I'm walking in my own footsteps, once again

Feb 20, 2005 17:47

Every once in a while I get a nostalgic feeling towards life... let it be a song, a phrase, a certain scene of a movie or even a smell, can bring me back fond memories. The weird thing is, I'm not sure they're memories of the past; it's more like promises of things to come. It's difficult to explain, but I just wanted to let that for the record.
I knew I would stop writing for a while, that was inevitable as I am not at all constant about anything in my life. But many things have happened during this period of time. A friend of mine cut her hand while cooking. It's silly really, because of how she did it. It turns out she was trying to get the seed out of an avocado with a big sharpy knife and it slipped. Funny how everyone seems to have their proper method to do such procedure, and they all want to add their two cents for her, which I'm sure annoyed the hell out of her. But she's better now, wound heal and hand moving.
My gramps has been having some thoughts about moving my grandmother's dead body over to some other place, I think they don't really like it where she is now. I've always refused to go and visit her grave...I don't even go to my dad's.

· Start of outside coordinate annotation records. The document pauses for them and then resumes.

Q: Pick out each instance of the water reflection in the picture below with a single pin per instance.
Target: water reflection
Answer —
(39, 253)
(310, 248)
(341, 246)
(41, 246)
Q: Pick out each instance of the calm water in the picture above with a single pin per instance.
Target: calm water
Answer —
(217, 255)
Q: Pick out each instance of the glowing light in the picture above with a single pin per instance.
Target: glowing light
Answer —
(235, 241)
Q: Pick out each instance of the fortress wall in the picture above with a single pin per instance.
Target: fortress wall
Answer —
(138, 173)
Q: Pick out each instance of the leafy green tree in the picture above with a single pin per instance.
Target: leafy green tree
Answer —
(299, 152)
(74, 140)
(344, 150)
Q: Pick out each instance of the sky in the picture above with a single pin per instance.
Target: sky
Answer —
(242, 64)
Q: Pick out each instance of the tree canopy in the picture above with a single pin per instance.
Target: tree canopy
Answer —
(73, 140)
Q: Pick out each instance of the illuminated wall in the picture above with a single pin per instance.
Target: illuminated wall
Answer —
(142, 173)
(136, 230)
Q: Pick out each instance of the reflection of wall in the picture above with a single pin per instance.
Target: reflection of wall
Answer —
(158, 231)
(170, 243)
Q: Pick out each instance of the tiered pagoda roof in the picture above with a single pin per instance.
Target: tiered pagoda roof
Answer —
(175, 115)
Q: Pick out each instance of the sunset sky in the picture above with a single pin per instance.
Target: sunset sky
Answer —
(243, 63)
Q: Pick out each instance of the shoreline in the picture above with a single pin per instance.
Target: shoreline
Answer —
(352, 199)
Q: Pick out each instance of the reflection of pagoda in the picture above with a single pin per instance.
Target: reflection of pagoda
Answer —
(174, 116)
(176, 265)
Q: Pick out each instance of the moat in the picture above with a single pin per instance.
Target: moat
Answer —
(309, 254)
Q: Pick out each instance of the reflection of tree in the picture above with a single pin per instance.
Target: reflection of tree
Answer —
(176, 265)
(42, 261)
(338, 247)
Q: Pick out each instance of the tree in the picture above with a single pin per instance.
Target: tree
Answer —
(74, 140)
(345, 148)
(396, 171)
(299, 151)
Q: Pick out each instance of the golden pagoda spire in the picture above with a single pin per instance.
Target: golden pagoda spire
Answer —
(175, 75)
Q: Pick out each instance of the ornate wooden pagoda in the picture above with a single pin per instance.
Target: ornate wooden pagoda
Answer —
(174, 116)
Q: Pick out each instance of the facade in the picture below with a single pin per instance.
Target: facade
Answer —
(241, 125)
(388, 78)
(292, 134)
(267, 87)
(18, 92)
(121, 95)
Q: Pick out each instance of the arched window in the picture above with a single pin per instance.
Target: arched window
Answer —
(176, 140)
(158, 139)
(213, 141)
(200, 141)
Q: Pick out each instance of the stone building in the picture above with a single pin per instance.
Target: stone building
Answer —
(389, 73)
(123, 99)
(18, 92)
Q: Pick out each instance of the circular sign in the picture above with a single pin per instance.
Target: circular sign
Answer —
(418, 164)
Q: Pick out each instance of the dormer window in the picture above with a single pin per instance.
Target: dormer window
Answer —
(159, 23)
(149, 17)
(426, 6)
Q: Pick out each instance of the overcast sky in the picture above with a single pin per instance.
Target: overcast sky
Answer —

So my mother and I were discussing the moving thing over lunch, and she pointed out the inconvenience of having to go to two graveyards in one day, which is what my granddad does: very early on every Sunday morning he goes and visits his mother's grave, and then he gets to lunch at home, and afterwards goes on to visit his wife. Mum likes to go and visit her mother whenever she gets the chance, as well as my dad, which makes me feel more miserable for I blurted out 'What's the point of going there if they're already dead?' And it's true. I rather have people visit me and talk to me while I'm alive. I don't see the point of waiting until you're dead to give big heartfelt confessions to a fucking grave. It pisses me off how much more my mother goes to my dad that she did in life. And, at first, when I said I didn't want to go, I felt a little bit of recrimination from her part; later she came to respect my decision. But now I think she sees more clearly where I stand, but it pains me that I might have hurt her feelings in the process.